The reporter character is based on the life of Jurgen Hinzpeter, the late German journalist who filmed and reported on the Gwangju massacre all over the world with much help from a Seoul taxi driver whose identity is not known.
Song intensely expresses Man-seop's change of mind with only a few scenes. His performance is excellent enough to remind viewers of his moniker "God of Acting."
Questioned about the most difficult part of filming, he singled out a scene where Man-seop weeps while humming a hit song of the '80s on his way back to Seoul after leaving Peter in Gwangju alone. He then turns his car around and goes back. He had to show an emotional change while driving and singing, but the road at the film location was too short to elevate his emotions in a short period of time, he recalled.
Song stressed that the spirit that flows through the film is not pro-democratization or a political slogan, but laws of humanity.
"The true value of this film is that we feel how we have overcome the painful memories of the past, just as we have experienced how Korea's political history has been made from last year until now."
He also shared his impression of working with renowned German actor Thomas Kretschmann who was featured in the Roman Polanski film "The Pianist." He plays Jurgen Hinzpeter in the Korean film.

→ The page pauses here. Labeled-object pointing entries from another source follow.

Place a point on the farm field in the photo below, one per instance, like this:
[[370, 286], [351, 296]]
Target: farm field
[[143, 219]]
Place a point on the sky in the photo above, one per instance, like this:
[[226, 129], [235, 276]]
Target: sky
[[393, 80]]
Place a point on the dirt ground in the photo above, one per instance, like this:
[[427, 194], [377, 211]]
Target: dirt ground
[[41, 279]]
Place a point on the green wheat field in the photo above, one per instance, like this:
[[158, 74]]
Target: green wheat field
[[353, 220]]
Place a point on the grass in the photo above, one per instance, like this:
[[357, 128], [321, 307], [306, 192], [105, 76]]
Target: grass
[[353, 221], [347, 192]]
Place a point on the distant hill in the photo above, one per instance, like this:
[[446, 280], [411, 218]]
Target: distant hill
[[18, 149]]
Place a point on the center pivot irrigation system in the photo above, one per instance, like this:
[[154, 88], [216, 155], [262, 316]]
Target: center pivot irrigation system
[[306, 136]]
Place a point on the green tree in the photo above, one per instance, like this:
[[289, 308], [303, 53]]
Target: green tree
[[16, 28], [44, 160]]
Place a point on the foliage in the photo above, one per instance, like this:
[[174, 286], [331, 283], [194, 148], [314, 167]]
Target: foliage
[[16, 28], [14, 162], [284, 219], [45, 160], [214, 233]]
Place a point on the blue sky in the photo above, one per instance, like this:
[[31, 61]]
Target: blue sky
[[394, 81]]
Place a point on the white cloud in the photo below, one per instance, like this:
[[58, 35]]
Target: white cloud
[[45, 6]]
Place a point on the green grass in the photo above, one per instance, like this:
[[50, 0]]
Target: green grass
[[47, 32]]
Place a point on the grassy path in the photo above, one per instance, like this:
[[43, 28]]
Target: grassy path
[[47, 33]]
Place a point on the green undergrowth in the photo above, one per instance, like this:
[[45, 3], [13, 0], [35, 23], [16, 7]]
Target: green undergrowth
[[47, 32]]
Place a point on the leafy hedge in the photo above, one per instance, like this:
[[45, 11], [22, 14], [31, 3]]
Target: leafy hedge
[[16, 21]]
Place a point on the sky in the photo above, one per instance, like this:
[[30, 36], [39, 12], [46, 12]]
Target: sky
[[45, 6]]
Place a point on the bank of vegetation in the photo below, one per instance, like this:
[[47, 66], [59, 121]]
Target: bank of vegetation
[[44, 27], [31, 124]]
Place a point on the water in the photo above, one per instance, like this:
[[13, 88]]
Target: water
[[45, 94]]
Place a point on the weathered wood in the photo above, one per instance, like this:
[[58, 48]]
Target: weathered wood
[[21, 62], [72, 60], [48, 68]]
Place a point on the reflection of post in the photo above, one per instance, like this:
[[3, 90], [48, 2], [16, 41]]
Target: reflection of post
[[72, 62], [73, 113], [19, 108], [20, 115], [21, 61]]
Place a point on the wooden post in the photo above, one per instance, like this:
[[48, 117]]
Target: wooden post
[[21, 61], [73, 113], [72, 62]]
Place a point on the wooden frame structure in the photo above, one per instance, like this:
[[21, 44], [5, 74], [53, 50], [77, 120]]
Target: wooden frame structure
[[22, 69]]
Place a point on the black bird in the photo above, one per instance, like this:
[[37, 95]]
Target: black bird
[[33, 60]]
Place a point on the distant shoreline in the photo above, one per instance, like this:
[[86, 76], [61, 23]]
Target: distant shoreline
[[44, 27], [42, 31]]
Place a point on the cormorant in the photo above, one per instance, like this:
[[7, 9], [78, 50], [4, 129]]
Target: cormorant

"I've seen 'The Pianist' in the past and thought it quite impressive. It was just great to work with Thomas Kretschmann. He is four to five years older than me, and he had a professional attitude as an international actor. He did not lose his smile and cared for others even though the filming went on amid sweltering weather conditions last year. His personality was wonderful and impressive."
In "A Taxi Driver," Man-seop communicates in broken English with Hinzpeter on their way to Gwangju. Song previously handled some English dialogue for South Korean director Bong Joon-ho's Hollywood debut film "Snowpiercer" (2013).
"I don't speak English well. But my English is not as bad as Man-seop's," Song said, laughing.
Also starring Yoo Hae-jin and Ryu Jun-yeol, the new film is set to open in local theaters on Aug. 2.